Üstelik bu Deniz Gezmiş’i ilk kez göreceğimiz sahneydi. Kısa
zamanda sıkı bir çabayla izinleri tamamladık ve ertesi pazar
çekim için sete çıktık. Sabahın beşinde; 120 kişilik teknik
ekip, 4 kamera ve 900 figürasyonla birlikte çekim hazırlıkları
başladı. Atlı polislerimiz ve dönem araçlarımızla birlikte tüm
meydana yayıldık.

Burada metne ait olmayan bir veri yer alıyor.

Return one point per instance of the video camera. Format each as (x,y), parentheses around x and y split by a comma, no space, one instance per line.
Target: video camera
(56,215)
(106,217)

Resmi polis tüm meydanı bizim için çevirdi ve
çekim başladı. İki saat kadar sonra bizimle ilgilenen ikinci
sınıf emniyet amiri yanıma geldi ve “TKP Galatasaray Lisesi’nin
önünden yürüyüşe geçti, 10 dakikaya burada olurlar.” dedi.
Ben şaşkınlıkla “Ee ne yapacağız?” dedim. Amir “Bildiri
okuyup dağılacaklardır.” dedi. Başımdan aşağıya kaynar
sular dökülmüştü, bu devasa organizasyon bir dağılırsa bir
daha toparlanamazdı. Üstelik kasetin yayına yetişme derdi vardı.
Polis barikat kurdu, TKP geldi, sözcüleriyle konuşmaya başladık.
Bizim ekip arkada hemen hemen aynı mevzuların 50 yıl öncesini
çekiyor, karşımda ise günümüzdeki hali duruyordu. Neyse ki
derdimizi anlattık. İnsanların bu projeyle sivil hareketlerin
anlamına kulak kabarttığını, “Darağacında Üç Fidan”ın
bu diziyle üç baskı daha yaptığını söyledik. Sağduyu galip
geldi. TKP, meydana girmeden bildirisini hemen orada okuyup dağıldı.
Biz de o gün, işimizi ucu ucuna tamamlayıp dağıldık.